According to a paper published December 5 by Google DeepMind researchers, their AlphaZero algorithm achieved a superhuman level of play in chess, shogi (Japanese chess) and Go, all within 24 hours.
AlphaZero was given no domain knowledge except the rules for each game, and its training proceeded from random play. Within 24 hours, the algorithm had mastered all three games and “convincingly defeated a world-champion program” in each domain. This deep learning approach is completely different from IBM’s Deep Blue supercomputer, which defeated chess grandmaster Garry Kasparov in 1997. The latter AI was simply programmed with the best moves, while AlphaZero taught itself strategy in a remarkably short time.
AlphaZero is the generalized algorithm behind AlphaGo Zero, an improved derivative of DeepMind’s AlphaGo program that has repeatedly beat master Go players.
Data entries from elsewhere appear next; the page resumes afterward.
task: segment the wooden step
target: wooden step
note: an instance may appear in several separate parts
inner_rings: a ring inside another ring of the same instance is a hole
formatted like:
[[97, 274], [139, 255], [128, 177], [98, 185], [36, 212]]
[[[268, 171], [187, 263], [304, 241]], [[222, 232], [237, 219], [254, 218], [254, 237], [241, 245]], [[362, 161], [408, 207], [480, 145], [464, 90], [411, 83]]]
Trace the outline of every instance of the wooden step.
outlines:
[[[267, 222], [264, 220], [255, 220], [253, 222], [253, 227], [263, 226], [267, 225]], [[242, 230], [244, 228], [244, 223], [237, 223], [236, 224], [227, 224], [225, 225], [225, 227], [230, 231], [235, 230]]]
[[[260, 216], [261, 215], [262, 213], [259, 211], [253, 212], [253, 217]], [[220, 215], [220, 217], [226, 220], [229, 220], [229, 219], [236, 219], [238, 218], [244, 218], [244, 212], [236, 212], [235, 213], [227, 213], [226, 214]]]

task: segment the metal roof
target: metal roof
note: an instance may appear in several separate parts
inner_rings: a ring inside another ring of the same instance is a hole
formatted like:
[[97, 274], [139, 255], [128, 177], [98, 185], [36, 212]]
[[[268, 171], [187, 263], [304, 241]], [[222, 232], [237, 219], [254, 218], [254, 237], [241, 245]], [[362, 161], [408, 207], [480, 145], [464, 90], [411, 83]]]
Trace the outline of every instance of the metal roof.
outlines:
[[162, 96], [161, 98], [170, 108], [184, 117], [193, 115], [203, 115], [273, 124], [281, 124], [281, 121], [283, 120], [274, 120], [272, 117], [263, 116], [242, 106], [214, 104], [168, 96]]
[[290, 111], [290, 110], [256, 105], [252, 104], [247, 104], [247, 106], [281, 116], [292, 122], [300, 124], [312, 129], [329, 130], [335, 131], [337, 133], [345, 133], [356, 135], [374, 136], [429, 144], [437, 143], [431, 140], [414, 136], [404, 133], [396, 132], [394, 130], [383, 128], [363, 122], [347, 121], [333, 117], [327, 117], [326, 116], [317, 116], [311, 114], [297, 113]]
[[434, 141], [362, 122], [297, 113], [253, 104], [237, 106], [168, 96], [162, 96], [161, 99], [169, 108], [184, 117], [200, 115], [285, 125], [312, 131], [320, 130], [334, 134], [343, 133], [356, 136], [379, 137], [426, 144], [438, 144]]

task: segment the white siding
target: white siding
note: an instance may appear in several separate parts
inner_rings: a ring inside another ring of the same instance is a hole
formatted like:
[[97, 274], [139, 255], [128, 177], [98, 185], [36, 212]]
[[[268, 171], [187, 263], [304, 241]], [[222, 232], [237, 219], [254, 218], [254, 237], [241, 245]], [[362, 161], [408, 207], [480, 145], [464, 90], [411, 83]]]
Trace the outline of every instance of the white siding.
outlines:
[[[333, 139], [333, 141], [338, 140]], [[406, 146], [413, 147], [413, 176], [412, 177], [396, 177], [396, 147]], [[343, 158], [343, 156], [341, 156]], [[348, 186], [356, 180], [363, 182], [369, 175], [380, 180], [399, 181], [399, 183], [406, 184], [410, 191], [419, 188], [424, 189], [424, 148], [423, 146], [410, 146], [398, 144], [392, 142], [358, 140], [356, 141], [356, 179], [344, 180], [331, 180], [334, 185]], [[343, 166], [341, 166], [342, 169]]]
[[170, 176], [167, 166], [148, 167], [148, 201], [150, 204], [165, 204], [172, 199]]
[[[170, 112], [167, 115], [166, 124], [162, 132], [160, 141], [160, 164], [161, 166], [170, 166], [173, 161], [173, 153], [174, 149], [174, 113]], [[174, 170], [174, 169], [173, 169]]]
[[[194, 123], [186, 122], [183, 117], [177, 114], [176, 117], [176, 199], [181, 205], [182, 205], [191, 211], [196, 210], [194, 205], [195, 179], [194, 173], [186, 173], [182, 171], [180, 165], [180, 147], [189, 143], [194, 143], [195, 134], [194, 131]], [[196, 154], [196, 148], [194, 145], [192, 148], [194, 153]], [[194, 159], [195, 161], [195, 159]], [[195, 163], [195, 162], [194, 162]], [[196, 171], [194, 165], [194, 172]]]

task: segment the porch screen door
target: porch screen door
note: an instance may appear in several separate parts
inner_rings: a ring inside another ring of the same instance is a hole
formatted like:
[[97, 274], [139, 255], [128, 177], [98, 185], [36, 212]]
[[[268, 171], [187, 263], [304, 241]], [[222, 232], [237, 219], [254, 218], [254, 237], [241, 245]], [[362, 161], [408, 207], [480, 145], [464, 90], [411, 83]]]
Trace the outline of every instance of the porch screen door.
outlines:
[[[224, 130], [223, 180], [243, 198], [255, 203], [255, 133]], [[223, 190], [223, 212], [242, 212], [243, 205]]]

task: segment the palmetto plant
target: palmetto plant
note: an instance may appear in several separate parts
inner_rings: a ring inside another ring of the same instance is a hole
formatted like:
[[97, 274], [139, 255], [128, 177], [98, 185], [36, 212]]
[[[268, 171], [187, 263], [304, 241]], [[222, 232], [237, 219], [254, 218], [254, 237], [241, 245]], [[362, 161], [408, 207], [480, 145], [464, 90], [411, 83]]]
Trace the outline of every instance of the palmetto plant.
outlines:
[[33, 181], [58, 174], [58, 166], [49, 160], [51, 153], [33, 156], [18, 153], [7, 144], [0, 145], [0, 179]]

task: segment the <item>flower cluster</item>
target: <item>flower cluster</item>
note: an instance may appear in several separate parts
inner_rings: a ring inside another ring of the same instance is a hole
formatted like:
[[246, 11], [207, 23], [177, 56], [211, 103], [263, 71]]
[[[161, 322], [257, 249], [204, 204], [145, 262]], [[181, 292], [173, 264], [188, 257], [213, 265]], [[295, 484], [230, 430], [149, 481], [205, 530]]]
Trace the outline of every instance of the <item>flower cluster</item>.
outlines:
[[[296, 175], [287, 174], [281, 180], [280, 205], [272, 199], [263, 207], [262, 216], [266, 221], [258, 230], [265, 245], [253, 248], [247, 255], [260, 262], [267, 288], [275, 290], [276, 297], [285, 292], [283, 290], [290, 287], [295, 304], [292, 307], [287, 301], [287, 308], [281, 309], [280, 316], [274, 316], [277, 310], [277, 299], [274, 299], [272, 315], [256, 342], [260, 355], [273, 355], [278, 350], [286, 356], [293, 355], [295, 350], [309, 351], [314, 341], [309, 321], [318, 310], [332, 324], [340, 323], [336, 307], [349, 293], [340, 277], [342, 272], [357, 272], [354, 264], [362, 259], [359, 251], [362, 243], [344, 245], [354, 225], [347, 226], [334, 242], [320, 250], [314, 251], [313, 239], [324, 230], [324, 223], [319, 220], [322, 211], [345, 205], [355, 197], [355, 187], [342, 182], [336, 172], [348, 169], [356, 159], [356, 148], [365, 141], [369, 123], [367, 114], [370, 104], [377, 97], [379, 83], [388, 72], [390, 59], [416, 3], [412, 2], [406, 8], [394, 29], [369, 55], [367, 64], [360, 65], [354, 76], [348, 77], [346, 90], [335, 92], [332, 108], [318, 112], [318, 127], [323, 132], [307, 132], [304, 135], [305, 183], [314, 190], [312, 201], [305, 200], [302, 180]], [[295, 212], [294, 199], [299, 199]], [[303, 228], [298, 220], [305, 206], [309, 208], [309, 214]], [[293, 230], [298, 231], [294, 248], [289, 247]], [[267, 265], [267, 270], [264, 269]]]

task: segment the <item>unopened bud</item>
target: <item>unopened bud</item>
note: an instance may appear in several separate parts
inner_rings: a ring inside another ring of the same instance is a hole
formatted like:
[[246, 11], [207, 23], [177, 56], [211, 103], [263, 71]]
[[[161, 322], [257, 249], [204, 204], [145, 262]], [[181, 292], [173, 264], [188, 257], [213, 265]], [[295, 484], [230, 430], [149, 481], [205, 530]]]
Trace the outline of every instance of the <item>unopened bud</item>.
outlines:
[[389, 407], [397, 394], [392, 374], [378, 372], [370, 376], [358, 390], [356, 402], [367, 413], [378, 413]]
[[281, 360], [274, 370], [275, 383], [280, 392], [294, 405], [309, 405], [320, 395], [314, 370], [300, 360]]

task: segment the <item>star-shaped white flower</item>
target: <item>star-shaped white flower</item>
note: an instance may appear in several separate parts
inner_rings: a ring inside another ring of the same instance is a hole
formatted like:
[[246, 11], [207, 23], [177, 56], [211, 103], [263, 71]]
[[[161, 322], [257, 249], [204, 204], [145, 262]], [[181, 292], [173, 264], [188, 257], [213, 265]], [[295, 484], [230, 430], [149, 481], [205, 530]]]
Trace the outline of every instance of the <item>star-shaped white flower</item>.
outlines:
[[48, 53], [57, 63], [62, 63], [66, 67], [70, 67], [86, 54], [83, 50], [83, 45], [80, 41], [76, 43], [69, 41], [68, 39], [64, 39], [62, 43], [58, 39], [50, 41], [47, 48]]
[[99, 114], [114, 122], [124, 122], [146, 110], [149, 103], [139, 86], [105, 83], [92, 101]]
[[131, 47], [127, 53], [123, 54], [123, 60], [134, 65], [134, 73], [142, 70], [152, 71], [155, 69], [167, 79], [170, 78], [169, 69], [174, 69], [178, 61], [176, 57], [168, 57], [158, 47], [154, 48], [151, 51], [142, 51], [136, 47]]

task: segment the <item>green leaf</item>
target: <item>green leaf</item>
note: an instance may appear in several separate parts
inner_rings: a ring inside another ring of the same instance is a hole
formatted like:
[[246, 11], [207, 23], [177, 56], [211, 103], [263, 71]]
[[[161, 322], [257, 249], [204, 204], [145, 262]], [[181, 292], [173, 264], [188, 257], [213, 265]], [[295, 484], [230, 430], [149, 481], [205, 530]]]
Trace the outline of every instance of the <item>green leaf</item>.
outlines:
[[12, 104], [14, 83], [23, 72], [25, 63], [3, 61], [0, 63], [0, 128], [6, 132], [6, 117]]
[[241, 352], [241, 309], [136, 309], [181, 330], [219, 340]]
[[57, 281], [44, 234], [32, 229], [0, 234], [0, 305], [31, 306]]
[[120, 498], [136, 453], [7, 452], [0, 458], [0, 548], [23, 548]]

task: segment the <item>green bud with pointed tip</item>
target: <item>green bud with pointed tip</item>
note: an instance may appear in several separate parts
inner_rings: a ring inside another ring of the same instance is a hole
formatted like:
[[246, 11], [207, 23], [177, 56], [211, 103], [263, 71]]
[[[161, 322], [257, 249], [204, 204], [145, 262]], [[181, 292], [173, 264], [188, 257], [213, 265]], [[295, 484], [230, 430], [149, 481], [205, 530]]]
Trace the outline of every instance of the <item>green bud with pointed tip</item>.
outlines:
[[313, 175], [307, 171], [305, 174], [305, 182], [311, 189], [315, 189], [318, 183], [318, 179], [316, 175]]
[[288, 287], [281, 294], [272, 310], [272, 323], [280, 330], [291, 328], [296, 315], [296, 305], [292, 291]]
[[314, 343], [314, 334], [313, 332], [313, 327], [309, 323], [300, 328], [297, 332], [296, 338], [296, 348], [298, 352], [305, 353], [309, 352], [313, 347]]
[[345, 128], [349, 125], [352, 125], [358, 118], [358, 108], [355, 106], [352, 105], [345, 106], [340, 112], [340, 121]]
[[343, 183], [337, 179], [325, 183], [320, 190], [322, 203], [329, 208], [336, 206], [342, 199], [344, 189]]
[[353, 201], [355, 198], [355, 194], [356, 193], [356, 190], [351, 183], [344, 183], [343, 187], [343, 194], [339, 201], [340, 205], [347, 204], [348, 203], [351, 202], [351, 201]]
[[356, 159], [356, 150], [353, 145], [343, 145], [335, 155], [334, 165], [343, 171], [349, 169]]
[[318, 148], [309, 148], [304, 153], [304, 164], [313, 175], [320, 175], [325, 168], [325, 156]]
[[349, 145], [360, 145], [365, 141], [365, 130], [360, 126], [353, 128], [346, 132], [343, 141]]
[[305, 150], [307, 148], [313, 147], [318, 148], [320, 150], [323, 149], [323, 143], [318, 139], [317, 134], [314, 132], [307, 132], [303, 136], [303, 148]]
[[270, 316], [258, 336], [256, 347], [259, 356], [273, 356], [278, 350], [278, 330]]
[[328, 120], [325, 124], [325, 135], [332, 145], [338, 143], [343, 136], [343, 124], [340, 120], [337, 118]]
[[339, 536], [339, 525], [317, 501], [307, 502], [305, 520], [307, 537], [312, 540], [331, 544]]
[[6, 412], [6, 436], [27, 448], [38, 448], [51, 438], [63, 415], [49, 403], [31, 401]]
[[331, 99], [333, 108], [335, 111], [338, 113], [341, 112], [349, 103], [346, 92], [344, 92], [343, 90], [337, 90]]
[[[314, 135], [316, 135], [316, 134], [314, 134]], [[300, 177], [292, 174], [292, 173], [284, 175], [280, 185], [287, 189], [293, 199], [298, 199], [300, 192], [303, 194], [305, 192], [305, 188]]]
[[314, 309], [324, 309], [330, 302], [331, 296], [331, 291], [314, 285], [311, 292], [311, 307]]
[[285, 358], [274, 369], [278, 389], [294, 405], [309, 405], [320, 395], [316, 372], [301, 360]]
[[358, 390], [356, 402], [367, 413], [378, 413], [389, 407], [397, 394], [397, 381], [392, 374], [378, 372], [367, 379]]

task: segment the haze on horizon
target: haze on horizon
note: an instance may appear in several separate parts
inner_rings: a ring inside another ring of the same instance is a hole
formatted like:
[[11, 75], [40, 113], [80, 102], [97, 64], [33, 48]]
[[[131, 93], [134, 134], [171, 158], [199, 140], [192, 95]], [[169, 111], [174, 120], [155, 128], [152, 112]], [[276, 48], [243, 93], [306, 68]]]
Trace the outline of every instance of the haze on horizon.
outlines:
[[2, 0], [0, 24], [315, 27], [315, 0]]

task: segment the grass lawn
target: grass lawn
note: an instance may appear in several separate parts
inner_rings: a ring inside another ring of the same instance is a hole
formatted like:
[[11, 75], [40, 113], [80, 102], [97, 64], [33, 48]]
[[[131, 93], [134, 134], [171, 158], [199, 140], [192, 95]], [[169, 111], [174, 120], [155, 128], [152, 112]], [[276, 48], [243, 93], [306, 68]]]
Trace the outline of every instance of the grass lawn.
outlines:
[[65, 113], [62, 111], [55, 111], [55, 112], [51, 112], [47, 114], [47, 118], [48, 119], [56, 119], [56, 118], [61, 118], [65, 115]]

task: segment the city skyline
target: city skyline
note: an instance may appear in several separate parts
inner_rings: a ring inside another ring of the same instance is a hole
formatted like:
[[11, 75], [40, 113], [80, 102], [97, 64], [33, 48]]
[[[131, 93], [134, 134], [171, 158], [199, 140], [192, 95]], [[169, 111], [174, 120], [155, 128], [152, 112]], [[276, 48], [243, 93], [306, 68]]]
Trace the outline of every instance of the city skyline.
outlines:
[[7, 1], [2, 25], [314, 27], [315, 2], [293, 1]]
In 2017, AlphaGo won a three-game match against Ke Jie, who continously held the No. 1 world ranking for two years. In October of this year, AlphaGo Zero defeated the original AlphaGo 100 games to zero after training itself on the game’s strategy for only 72 hours.
AlphaZero trains by playing millions of games against itself and attempting to increase its win rate. While its predecessor used two separate networks, Zero uses a single neural network and needs much less computing power.
DeepMind was founded in London in 2010, and was acquired by Google in 2014 for $500 million.